結婚後に退職し、再就職を予定している場合、「夫の扶養に入るべきか」「失業手当を受給した方が良いのか」で悩む方は少なくありません。社会保険上の扶養、税法上の配偶者控除、失業手当の受給条件はそれぞれルールが異なるため、仕組みを理解した上で判断することが重要です。この記事では、退職後から再就職までの期間における扶養と失業手当の考え方を解説します。
社会保険の扶養に入るための「130万円の壁」とは
社会保険の扶養判定でよく聞く130万円の基準は、一般的に「今後1年間の見込み収入」で判断されます。
そのため、退職前までの給与収入が130万円を超えていても、退職後の収入見込みが基準内であれば扶養認定されるケースがあります。
ただし、健康保険組合によって判断基準や提出書類が異なる場合があるため、配偶者の勤務先へ確認することが大切です。
退職後に扶養へ入り、再就職時に扶養から外れることは可能
社会保険の扶養は一度入ったら永久に継続するものではありません。
再就職して勤務先の社会保険へ加入する場合は、夫の扶養から外れる手続きを行います。
また将来、出産や育児などで退職した場合に再び扶養へ入ることも可能であり、回数制限はありません。
| タイミング | 主な手続き |
|---|---|
| 退職後 | 扶養認定申請 |
| 再就職時 | 扶養削除手続き |
| 再度退職時 | 再度扶養申請可能 |
必要書類は健康保険証の資格喪失証明書や離職票、所得証明書などが一般的ですが、加入先によって異なります。
配偶者控除と配偶者特別控除の違い
税法上の配偶者控除と社会保険上の扶養は別制度です。
配偶者控除は年間所得で判定されるため、年の途中で退職した場合でも、その年の収入状況によっては配偶者控除ではなく配偶者特別控除の対象となる場合があります。
一般的には夫の勤務先へ年末調整時に申告書を提出して手続きを行います。
失業手当を受給する場合の注意点
雇用保険の失業手当は、働く意思と能力があり求職活動を行っている人が対象です。
失業手当の日額によっては社会保険上の扶養に入れない場合があります。特に基本手当日額が一定額を超えると扶養認定の対象外になるケースがあるため注意が必要です。
また、扶養に入っていても失業手当の受給自体ができなくなるわけではありませんが、受給額によって扶養資格へ影響する場合があります。
再就職手当を受けられる可能性もある
失業手当の受給資格があり、一定期間の求職活動後に早期就職した場合は再就職手当の対象となることがあります。
そのため、再就職まで一定期間がかかりそうな場合は、失業手当の申請を行った方が有利になるケースもあります。

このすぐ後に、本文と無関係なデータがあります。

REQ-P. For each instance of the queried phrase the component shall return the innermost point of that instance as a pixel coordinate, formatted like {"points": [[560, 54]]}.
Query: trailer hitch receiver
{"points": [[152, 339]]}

一方で、すでに転職先がほぼ決まっている場合や短期間で就職予定の場合は、扶養に入る選択肢の方が手続きや負担が少ないこともあります。
ケース別の考え方
再就職まで数か月以上かかる見込みであれば、失業手当の受給メリットを検討する価値があります。
一方、数週間から1〜2か月程度で再就職できそうな場合は、夫の扶養へ入り健康保険料や国民年金保険料の負担を抑える方法も有力です。
どちらが有利になるかは、退職時の年齢、雇用保険加入期間、失業手当日額、再就職時期によって変わります。
まとめ
退職後に再就職を予定している場合、夫の扶養へ入ることも、失業手当を受給することも可能ですが、それぞれ社会保険や税金のルールが異なります。社会保険の130万円基準は通常、将来の見込み収入で判断され、再就職時には扶養から外れることも再度入ることも可能です。再就職までの期間や失業手当の受給見込み額を比較し、配偶者の勤務先とハローワークへ確認しながら最適な選択を検討しましょう。